Leia abaixo o artigo sobre o câncer de próstata, encaminhado pelo médico oncologista Thiago Martins, da Coordenadoria de Saúde do TRT5, como parte da campanha Novembro Azul, apoiada pelo TRT5-Saúde.

Novembro Azul: saiba mais sobre o câncer de próstata (*)

Depois do Outubro Rosa, período dedicado à conscientização da mulher no combate ao Câncer de Mama, inicia-se o “Novembro Azul”, uma campanha surgida primeiramente na Austrália em 2003, com intuito de conscientizar a população masculina sobre o câncer de próstata, aproveitando que no mês de novembro são comemorados o dia mundial de combate a esta doença (17/11) e o dia internacional do homem (19/11).

O câncer de próstata é o câncer mais frequente no sexo masculino, ficando atrás apenas do de pele não melanoma. Estatísticas apontam que a cada seis homens, um é portador da doença. Segundo dados do INCA (Instituto Nacional do Câncer), estima-se que aproximadamente 61.200 novos casos foram diagnosticados no Brasil em 2016, sendo em torno de 4.000 na Bahia. Os principais fatores de risco são idade (cerca de 62% dos casos são a partir dos 65 anos), histórico familiar, raça (maior incidência em negros), dieta rica em gordura animal e pobre em frutas e verduras, sedentarismo e obesidade.

Devido a sua proximidade com a bexiga e também com a uretra (canal que atravessa a próstata e o pênis levando a urina), os principais sintomas do câncer de próstata são ligados com a micção: dificuldade para urinar, jato urinário fraco, vontade de urinar com urgência e aumento da frequência urinária durante a noite.
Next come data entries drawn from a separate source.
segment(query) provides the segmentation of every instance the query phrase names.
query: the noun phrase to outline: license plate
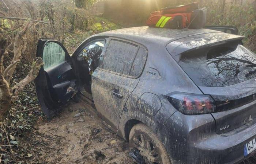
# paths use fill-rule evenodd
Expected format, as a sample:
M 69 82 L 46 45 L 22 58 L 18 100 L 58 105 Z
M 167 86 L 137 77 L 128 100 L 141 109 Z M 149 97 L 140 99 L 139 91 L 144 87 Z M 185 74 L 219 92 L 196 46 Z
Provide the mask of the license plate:
M 255 150 L 256 150 L 256 138 L 245 144 L 244 145 L 244 156 L 247 156 Z

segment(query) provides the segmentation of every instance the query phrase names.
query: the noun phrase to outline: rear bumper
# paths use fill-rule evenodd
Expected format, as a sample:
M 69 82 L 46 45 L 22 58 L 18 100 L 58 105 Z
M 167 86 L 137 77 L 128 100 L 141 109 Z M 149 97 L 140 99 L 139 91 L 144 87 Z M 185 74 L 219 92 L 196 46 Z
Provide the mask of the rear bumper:
M 218 134 L 210 114 L 187 116 L 177 112 L 159 134 L 173 163 L 233 164 L 245 159 L 244 145 L 256 137 L 253 121 L 249 126 Z

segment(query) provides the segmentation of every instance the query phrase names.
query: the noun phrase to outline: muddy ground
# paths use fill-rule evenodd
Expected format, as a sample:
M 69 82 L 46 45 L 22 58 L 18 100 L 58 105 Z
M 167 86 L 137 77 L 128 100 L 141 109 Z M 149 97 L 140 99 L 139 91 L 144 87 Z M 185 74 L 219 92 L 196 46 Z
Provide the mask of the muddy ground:
M 38 121 L 35 128 L 39 135 L 30 140 L 34 152 L 30 162 L 135 163 L 128 155 L 128 143 L 80 103 L 69 103 L 49 122 Z

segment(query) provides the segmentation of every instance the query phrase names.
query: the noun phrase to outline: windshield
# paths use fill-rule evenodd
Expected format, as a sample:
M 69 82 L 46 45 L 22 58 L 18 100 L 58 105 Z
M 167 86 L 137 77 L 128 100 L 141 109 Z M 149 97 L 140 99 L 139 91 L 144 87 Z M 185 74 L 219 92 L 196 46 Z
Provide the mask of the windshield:
M 179 65 L 199 86 L 226 86 L 256 76 L 256 55 L 240 44 L 188 53 Z

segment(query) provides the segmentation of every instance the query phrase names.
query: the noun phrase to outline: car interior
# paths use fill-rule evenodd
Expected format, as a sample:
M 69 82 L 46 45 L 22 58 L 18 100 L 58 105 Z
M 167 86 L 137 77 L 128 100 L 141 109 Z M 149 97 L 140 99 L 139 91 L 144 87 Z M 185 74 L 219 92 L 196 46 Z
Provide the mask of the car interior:
M 79 77 L 79 90 L 87 97 L 88 93 L 91 94 L 91 75 L 98 65 L 105 43 L 105 39 L 93 41 L 87 44 L 76 56 L 74 66 L 77 71 L 77 77 Z M 92 100 L 91 96 L 90 97 Z

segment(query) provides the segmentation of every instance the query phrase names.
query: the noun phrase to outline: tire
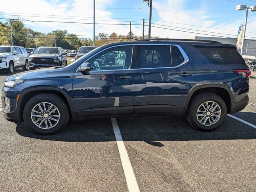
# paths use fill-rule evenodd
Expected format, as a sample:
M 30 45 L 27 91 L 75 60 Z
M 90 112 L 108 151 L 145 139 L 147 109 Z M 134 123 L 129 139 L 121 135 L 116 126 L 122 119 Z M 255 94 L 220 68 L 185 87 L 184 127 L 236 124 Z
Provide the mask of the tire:
M 41 109 L 45 111 L 41 112 L 39 104 Z M 50 107 L 52 104 L 53 106 Z M 55 108 L 57 110 L 52 111 Z M 33 109 L 33 111 L 38 112 L 32 111 Z M 49 115 L 46 113 L 47 111 L 50 112 Z M 23 112 L 23 119 L 26 126 L 33 132 L 41 135 L 50 135 L 58 132 L 65 127 L 69 120 L 69 111 L 65 101 L 59 96 L 52 94 L 40 94 L 32 97 L 27 102 Z M 52 116 L 49 117 L 50 114 Z M 38 116 L 34 116 L 37 115 Z
M 23 68 L 23 70 L 24 71 L 28 71 L 30 70 L 29 65 L 28 65 L 28 61 L 27 60 L 25 62 L 25 67 Z
M 14 72 L 14 64 L 13 62 L 10 61 L 9 63 L 9 68 L 8 68 L 8 73 L 12 74 Z
M 218 105 L 218 107 L 216 107 L 214 109 L 214 112 L 212 111 L 211 113 L 209 110 L 206 112 L 207 110 L 203 109 L 202 105 L 203 104 L 206 105 L 205 102 L 207 102 L 208 105 L 210 106 L 209 108 L 210 109 L 214 109 L 216 106 L 214 104 L 214 102 Z M 211 106 L 213 104 L 213 106 Z M 204 106 L 206 106 L 206 109 L 208 110 L 206 105 Z M 200 112 L 205 110 L 207 113 L 206 114 L 206 113 Z M 217 113 L 216 111 L 220 111 L 221 112 Z M 220 97 L 210 93 L 201 93 L 195 96 L 190 102 L 187 119 L 192 126 L 197 129 L 203 131 L 212 131 L 218 128 L 224 122 L 227 116 L 227 112 L 226 103 Z M 218 116 L 219 117 L 216 116 L 210 117 L 210 118 L 212 121 L 210 124 L 209 115 L 212 116 L 212 114 Z M 212 118 L 216 121 L 215 123 L 214 123 Z M 204 125 L 206 119 L 207 119 L 205 124 Z M 200 121 L 201 121 L 202 122 L 200 122 Z
M 251 66 L 250 67 L 250 70 L 251 71 L 253 71 L 254 70 L 254 68 L 253 66 Z

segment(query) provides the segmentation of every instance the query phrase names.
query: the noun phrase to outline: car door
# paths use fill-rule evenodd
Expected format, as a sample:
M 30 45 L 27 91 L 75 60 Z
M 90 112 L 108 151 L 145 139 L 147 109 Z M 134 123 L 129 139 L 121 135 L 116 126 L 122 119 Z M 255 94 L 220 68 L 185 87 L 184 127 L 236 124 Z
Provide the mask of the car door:
M 74 74 L 73 95 L 79 116 L 134 113 L 135 48 L 129 45 L 110 48 L 86 61 L 91 71 Z M 102 57 L 121 52 L 126 55 L 122 65 L 108 61 L 102 65 Z
M 19 66 L 20 66 L 21 65 L 20 64 L 21 61 L 20 60 L 20 56 L 19 56 L 18 52 L 16 48 L 17 48 L 15 47 L 13 47 L 12 48 L 12 54 L 13 54 L 14 51 L 17 51 L 18 52 L 18 54 L 13 55 L 13 60 L 14 64 L 14 67 L 18 67 Z
M 182 112 L 196 79 L 193 66 L 181 47 L 138 45 L 137 64 L 135 114 Z

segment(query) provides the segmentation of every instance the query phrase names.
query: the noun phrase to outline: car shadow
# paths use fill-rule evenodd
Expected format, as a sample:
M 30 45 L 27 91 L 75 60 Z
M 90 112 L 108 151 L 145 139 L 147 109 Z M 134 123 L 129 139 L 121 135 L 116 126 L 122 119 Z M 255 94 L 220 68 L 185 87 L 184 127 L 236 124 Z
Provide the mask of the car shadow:
M 244 113 L 244 112 L 240 112 Z M 246 112 L 252 118 L 256 114 Z M 211 132 L 193 128 L 186 118 L 176 116 L 144 116 L 117 118 L 124 141 L 144 141 L 162 146 L 157 141 L 189 141 L 252 139 L 256 138 L 256 129 L 228 117 L 223 125 Z M 61 132 L 43 136 L 34 133 L 22 123 L 16 127 L 20 135 L 38 139 L 69 142 L 115 141 L 110 118 L 92 119 L 69 122 Z

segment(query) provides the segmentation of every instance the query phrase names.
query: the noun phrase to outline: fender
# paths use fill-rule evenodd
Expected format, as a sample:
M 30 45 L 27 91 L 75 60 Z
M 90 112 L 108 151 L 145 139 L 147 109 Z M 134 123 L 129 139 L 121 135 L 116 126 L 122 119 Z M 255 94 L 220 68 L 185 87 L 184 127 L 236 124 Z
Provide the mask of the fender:
M 194 86 L 188 92 L 188 97 L 187 99 L 187 101 L 186 103 L 186 106 L 188 106 L 188 104 L 191 98 L 191 97 L 193 95 L 193 94 L 198 90 L 203 88 L 222 88 L 226 90 L 230 98 L 230 100 L 231 103 L 235 102 L 236 98 L 235 96 L 233 94 L 231 90 L 228 88 L 228 86 L 223 84 L 203 84 L 200 85 L 196 85 Z
M 30 89 L 26 90 L 26 91 L 23 92 L 20 95 L 20 99 L 19 100 L 20 101 L 22 101 L 24 96 L 27 93 L 28 93 L 30 92 L 32 92 L 34 91 L 41 91 L 41 90 L 52 90 L 52 91 L 55 91 L 58 92 L 59 92 L 62 95 L 64 96 L 65 97 L 67 102 L 68 102 L 68 104 L 69 106 L 69 108 L 70 110 L 70 111 L 75 111 L 75 108 L 74 106 L 74 102 L 72 102 L 70 97 L 68 96 L 68 94 L 64 91 L 64 90 L 60 88 L 55 88 L 55 87 L 40 87 L 39 88 L 31 88 Z M 20 110 L 20 104 L 21 102 L 18 102 L 18 108 L 19 111 Z

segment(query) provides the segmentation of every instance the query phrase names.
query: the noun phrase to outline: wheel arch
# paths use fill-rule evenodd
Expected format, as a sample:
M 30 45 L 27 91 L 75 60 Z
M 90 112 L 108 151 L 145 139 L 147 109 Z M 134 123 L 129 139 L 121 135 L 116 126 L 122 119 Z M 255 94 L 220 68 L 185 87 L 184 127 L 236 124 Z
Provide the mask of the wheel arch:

Porém, em fases iniciais, o tumor de próstata não produz sintomas, crescendo de forma silenciosa, surgindo os sintomas apenas em fases mais avançadas, diminuindo muito as chances de cura.  Por esta razão, é importante o procurar orientação médica e realizar os exames de rastreamento com periodicidade.

Esses exames são o toque retal e o exame de sangue chamado PSA (Antígeno Prostático Específico), uma proteína que a próstata produz e se eleva muito nos casos de câncer. Como a próstata fica na frente do reto, o médico consegue com o toque retal palpar a face posterior da próstata e descobrir eventuais nódulos. Importante destacar que esses exames são complementares e um não substitui o outro. Cerca de 10 a 20% dos casos não são detectados pela dosagem de PSA e cerca de 35% não são detectados pelo toque retal. Fazendo os dois exames juntos, a probabilidade de não detectar cai para 8%.

A Sociedade Brasileira de Urologia recomenda que homens a partir de 50 anos procurem seu urologista para discutir a prática e realização desses exames. Aqueles homens com maior risco (principalmente história familiar e raça negra), devem procurar o urologista a partir dos 45 anos. A periodicidade desses exames vai depender de cada caso.